Ok, not going to lie – I cried during Long Live the Suicide King too. Aaron’s sophomore novel is filled with amazing side-kick characters, like Ingalora Blute and 1066, and I really loved how funny JD is, even in all his suicidal angst. It’s very well written and is an original story with a couple of unexpected twists. There is a lot of heart in this book, which is what keeps you going when it gets dark. As you may have guessed, there’s a lot of talk about suicide in the book.
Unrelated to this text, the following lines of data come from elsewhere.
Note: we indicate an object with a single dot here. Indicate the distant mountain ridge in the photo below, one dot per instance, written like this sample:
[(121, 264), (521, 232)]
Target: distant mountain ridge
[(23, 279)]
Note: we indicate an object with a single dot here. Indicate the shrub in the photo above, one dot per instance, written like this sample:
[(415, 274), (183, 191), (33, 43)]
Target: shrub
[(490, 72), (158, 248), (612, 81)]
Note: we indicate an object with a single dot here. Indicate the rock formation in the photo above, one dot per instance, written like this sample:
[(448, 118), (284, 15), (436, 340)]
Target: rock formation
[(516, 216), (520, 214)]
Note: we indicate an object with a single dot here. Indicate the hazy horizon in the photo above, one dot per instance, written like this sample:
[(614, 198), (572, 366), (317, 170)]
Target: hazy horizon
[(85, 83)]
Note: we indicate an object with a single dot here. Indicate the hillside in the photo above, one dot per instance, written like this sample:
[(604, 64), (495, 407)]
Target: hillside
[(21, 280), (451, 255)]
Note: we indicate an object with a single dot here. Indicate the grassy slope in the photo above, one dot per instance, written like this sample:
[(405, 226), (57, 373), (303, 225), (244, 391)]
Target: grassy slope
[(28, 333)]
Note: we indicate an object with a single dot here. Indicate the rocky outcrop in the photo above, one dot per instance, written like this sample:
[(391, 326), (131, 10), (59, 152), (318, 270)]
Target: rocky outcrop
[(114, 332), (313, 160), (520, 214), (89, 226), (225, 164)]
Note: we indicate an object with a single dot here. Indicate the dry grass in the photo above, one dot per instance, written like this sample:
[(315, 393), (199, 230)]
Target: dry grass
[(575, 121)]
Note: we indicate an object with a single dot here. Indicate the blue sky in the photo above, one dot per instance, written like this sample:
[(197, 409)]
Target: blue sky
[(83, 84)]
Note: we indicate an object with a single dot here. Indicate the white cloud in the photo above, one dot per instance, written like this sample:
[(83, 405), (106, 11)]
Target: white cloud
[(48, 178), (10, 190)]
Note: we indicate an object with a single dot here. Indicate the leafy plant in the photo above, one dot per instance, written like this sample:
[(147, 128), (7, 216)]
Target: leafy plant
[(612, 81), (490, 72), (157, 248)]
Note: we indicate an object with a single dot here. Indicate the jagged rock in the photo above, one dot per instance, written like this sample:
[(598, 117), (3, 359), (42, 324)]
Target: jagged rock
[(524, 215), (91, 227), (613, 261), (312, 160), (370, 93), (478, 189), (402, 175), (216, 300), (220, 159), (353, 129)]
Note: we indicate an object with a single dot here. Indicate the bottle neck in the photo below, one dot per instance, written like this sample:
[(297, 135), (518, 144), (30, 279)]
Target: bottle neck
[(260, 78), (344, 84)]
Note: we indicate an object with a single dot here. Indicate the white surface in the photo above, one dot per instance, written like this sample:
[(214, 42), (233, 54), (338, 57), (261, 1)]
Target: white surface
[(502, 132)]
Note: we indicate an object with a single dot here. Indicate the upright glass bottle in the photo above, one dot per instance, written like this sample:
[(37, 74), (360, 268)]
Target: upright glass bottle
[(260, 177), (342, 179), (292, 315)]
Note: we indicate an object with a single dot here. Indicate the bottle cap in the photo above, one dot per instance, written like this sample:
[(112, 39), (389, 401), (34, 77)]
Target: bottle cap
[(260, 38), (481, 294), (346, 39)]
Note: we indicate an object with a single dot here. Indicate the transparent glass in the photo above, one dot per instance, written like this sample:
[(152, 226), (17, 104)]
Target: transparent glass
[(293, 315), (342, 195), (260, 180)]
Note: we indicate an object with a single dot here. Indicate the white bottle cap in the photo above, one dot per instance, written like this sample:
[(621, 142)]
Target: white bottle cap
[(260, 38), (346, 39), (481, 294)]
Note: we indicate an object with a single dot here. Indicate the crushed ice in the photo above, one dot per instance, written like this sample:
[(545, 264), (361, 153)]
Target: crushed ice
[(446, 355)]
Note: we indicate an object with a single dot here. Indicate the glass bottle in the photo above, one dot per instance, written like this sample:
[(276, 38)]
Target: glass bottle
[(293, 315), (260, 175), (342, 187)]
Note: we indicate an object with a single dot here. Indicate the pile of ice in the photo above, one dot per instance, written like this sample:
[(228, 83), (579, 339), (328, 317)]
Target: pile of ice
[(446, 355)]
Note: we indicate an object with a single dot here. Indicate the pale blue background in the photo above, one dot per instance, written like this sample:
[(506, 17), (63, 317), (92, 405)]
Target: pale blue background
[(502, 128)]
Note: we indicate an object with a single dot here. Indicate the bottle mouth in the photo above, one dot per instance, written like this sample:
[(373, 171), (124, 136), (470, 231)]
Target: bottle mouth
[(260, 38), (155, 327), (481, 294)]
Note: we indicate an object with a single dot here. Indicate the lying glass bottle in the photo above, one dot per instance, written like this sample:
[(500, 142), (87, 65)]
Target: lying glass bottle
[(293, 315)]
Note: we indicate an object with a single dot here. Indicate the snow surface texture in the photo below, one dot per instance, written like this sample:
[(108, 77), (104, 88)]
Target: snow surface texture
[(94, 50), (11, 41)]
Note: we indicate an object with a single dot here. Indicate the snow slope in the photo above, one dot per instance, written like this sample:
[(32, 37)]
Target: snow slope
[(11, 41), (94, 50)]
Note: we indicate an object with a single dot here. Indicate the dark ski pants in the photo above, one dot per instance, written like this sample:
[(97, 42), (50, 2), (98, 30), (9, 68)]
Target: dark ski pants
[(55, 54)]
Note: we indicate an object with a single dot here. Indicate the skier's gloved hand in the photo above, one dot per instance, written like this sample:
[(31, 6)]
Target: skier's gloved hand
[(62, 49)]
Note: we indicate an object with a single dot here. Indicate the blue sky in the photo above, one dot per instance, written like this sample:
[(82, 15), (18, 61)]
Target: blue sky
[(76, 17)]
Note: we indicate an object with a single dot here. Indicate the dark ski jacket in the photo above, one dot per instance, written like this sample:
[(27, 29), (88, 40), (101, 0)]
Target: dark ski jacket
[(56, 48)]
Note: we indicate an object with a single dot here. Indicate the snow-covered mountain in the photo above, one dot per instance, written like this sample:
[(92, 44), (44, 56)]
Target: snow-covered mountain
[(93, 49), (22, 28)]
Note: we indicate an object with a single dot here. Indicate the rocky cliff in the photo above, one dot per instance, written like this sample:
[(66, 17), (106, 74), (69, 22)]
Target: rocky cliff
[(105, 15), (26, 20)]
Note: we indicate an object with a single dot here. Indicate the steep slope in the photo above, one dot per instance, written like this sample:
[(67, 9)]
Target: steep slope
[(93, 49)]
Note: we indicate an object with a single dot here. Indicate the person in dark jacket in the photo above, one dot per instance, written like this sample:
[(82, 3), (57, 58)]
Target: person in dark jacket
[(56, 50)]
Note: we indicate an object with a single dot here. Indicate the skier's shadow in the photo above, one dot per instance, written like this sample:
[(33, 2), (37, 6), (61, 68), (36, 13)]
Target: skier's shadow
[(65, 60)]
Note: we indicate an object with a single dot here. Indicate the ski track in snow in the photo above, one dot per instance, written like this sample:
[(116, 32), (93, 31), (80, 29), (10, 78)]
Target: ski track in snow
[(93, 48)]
There’s some conversation these days about how we need diverse books especially in MG and YA (check out #WeNeedDiverseBooks) and hopefully that conversation will get bigger and bigger. And the diversity goes beyond gender, race, and religion, to sexual orientation, disabilities, and illnesses. Every book can’t be about mean girls and crushes. If you have ever had suicidal thoughts, a friend with suicidal thoughts, or lost a loved one to suicide (or yes to all three like me), this can be a difficult read. In the end, it’s the truths in the book that make it a fulfilling read.